Есть и другие истины. Их человек может постичь, не размышляя, а выходя за пределы того, что может быть получено им извне. Уже в обычной жизни можно наблюдать, как человек, изготовляя орудие или инструмент, должен находить законы, которые невозможно получить простым размышлением. Например, пользуясь одним размышлением, человек не изготовит часов, поскольку нигде в природе сочетание мировых законов не приводит к возникновению часов. Этот второй род истины мы находим, когда преднаходим мыслью то, что не дается ни внешним наблюдением, ни переживанием.

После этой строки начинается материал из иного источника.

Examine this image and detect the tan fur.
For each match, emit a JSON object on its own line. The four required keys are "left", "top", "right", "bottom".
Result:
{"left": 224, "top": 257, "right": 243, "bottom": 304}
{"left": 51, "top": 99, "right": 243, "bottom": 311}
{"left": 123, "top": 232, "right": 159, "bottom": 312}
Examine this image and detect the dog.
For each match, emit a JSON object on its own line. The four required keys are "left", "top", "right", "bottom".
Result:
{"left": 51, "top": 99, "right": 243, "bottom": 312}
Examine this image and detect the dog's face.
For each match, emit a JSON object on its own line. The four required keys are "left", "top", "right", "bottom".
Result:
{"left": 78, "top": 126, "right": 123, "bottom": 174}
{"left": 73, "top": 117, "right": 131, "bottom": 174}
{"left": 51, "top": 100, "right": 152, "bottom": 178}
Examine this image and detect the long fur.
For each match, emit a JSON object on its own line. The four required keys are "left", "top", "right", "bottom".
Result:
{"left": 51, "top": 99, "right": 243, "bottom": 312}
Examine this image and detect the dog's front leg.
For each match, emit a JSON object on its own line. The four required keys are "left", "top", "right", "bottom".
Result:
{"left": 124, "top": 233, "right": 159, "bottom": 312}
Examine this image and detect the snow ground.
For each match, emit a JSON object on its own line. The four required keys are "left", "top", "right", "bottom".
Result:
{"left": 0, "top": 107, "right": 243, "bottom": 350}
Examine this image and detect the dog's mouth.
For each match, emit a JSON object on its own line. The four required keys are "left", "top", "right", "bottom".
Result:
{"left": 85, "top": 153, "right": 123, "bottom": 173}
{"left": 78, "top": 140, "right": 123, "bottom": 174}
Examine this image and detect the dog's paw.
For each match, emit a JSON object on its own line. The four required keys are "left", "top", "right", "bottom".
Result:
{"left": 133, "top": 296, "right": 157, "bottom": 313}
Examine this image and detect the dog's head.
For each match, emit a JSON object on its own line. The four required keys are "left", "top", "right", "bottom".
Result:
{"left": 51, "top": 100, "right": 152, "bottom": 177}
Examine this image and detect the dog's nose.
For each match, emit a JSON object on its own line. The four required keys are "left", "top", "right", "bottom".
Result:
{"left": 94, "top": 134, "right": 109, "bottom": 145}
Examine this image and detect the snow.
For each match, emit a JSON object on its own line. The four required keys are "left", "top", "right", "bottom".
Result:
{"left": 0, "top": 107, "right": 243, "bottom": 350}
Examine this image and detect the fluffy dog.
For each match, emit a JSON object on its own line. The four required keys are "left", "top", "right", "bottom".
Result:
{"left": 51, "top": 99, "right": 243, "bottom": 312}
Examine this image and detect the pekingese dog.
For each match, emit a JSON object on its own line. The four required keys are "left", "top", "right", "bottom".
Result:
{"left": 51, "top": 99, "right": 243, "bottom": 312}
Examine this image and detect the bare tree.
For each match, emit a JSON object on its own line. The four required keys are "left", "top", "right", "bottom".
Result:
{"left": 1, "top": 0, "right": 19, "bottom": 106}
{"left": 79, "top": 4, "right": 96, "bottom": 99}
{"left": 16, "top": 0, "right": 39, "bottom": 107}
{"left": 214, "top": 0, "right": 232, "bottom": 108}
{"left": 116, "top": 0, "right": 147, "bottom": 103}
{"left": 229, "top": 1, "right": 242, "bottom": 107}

Следовательно, имеются истины двух родов, и эти два рода истины резко отличаются друг от друга. Мы должны отделять истины, которые возникают через внешнее наблюдение, благодаря размышлению, от истин, возникающих благодаря мышлению наперед.[4]
Благодаря чему последние становятся истинами? Изобретатель часов очень долго мог бы доказывать нам, что мыслил верно. Мы столь же долго не верили бы ему на слово, пока он не показал бы, что часы — действительно то, что он мыслил наперед. Помысленное наперед должно реализоваться, должно воплотиться в действительность; то, что мы мыслили наперед, должно предстать перед нами во внешней действительности. К такого рода истинам принадлежат истины духовной науки, или антропософии. К ним невозможно прийти сразу, на основе внешнего опыта.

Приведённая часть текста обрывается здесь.